Sezar ve Brutus’tan günümüze ‘hançer edebiyatı’ siyasetten hiç eksilmedi
Türk siyasi hayatının renkli simalarından Osman Bölükbaşı sıklıkla “Benim göğsüm Karacaahmet mezarlığı gibi” derdi. Şimdilerde aynı dertten muzdarip parti genel başkanları...
Türk siyasi hayatının renkli simalarından Osman Bölükbaşı sıklıkla “Benim göğsüm Karacaahmet mezarlığı gibi” derdi. Şimdilerde aynı dertten muzdarip parti genel başkanları ‘hançer’ edebiyatı yapıyor…

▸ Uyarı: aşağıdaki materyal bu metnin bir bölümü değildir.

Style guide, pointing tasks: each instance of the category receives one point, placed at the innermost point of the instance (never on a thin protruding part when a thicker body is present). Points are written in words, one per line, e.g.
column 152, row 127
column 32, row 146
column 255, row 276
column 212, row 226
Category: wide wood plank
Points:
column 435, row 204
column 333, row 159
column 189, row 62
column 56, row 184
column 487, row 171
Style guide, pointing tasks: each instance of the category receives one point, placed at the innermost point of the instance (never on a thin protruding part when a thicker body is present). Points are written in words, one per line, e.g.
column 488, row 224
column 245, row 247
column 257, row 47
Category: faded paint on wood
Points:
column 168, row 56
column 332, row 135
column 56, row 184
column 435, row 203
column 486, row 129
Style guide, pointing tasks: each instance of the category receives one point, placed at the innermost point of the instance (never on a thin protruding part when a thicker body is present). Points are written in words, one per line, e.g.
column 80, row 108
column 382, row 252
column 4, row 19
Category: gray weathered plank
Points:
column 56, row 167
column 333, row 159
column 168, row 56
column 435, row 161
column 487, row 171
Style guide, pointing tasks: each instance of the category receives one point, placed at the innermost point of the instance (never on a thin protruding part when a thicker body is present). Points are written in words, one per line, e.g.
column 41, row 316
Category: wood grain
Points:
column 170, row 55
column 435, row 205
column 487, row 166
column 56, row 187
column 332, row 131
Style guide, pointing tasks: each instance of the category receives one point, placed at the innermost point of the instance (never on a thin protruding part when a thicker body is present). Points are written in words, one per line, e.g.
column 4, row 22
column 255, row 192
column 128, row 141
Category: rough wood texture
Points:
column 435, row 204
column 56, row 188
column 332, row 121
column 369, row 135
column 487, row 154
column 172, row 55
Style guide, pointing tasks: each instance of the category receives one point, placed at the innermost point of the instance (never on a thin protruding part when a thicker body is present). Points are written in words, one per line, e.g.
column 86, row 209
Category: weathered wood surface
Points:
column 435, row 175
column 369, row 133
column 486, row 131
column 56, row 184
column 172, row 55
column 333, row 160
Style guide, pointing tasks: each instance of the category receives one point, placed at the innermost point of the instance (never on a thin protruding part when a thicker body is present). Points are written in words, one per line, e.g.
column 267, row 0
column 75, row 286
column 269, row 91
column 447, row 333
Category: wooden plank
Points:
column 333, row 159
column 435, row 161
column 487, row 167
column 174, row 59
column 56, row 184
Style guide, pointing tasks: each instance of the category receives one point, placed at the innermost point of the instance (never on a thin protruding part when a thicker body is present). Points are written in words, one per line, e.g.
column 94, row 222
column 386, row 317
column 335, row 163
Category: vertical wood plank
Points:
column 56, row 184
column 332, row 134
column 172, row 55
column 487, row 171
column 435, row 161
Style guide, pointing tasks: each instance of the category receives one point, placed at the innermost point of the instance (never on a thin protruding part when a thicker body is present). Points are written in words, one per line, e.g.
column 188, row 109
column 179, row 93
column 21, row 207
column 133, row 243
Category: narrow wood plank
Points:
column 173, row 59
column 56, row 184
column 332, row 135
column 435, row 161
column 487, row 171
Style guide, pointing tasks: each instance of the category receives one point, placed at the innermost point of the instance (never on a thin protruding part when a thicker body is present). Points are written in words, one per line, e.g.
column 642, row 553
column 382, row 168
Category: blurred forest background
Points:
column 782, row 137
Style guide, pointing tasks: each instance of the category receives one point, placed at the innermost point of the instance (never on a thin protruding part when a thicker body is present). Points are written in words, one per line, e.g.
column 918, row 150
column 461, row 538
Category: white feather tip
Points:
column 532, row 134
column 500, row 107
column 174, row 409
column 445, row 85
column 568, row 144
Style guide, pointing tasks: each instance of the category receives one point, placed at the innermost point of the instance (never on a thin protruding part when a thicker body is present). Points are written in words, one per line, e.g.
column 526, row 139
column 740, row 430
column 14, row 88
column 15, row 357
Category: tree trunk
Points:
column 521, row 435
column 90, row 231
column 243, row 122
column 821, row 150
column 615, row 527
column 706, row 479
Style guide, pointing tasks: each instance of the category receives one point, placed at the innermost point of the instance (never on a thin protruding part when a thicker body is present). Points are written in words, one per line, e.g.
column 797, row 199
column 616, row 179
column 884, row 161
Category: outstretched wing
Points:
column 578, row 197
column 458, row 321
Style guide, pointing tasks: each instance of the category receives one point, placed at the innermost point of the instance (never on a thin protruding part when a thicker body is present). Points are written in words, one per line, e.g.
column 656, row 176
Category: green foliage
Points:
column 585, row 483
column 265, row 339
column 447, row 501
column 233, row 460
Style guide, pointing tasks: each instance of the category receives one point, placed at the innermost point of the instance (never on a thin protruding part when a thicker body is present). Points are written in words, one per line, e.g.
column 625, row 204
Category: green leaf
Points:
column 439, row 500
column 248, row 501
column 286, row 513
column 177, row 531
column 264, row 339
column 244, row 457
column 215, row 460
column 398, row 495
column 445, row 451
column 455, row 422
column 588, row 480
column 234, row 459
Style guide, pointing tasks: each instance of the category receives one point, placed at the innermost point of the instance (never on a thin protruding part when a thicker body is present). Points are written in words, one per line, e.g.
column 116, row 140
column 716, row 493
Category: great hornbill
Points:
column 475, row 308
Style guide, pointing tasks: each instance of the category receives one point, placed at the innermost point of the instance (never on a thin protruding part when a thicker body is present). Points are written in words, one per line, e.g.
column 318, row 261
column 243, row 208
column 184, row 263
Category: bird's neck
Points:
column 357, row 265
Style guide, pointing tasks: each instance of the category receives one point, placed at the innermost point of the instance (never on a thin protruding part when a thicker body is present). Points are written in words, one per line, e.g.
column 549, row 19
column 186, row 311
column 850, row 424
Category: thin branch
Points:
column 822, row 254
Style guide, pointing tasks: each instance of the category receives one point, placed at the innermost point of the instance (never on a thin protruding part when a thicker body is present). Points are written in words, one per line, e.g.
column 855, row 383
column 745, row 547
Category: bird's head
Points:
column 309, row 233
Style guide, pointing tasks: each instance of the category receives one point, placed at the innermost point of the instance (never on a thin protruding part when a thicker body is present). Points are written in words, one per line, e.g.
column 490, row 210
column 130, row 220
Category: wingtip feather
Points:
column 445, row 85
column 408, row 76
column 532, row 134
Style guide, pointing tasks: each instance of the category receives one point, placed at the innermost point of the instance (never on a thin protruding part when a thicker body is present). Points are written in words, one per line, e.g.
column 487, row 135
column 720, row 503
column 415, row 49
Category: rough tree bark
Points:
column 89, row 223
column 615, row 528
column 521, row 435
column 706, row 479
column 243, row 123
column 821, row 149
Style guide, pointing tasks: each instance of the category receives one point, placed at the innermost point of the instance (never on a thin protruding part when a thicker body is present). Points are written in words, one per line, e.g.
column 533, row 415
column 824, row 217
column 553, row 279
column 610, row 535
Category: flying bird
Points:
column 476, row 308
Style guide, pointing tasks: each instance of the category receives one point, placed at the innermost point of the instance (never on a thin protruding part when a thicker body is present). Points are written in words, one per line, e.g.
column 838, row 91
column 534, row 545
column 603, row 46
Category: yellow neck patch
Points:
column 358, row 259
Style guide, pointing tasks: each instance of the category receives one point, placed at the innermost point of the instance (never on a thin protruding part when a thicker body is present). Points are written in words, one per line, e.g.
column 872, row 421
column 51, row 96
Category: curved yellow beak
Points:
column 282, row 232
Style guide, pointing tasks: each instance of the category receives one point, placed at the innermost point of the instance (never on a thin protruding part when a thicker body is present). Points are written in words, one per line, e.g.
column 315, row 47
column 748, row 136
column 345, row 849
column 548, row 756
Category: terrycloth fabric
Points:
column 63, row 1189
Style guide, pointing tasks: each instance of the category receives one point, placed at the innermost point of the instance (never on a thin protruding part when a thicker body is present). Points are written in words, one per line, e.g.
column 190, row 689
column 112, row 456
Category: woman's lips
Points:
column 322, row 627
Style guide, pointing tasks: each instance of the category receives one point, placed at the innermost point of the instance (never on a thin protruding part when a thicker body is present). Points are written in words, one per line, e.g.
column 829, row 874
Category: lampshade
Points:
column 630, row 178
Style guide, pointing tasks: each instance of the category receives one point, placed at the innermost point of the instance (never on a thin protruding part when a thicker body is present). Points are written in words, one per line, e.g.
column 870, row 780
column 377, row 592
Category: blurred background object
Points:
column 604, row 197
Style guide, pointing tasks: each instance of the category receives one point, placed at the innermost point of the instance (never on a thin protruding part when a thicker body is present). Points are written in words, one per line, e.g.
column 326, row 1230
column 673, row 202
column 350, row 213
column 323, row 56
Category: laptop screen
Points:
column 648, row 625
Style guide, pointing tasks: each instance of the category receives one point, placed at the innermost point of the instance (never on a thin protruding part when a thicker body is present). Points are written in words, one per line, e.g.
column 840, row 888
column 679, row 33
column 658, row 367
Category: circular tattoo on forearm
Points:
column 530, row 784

Osman Bölükbaşı siyasi hayatın içerisinde bulunduğu dönemde tek başına hem kendisini milletvekili çıkarırdı hem de grup kuracak kadar milletvekilini Meclis’e taşırdı. Ancak bir bakmışsınız, partisinin milletvekilleri başka partilere geçivermişler…
Siyasi hayatının sonuna doğru, Bölükbaşı’nın, milletvekili çıkarabileceği illerden aday göstereceği kişilerden, “Partimden ayrılırsam karım boş olsun” yazan bir taahhütname aldığı söylenirdi.
Yine de yeni seçime doğru partisinin tenhalaştığı görülürdü.
[Bölükbaşı’nın muhalefetiyle baş edemeyen DP, 1954 seçiminde yeniden seçilince, seçim bölgesi olan Kırşehir’i il olmaktan çıkarıp ilçe haline getirmiş ve Nevşehir’e bağlamıştı.]
Hayatımın büyük bölümü siyaseti olabildiğince yakından gözlemlemekle geçtiği ve bu arada tarihe de meraklı olduğum için, siyasetin bu özelliğini bilirim: Vefa duygusunun en zayıf hissedildiği uğraş alanıdır siyaset.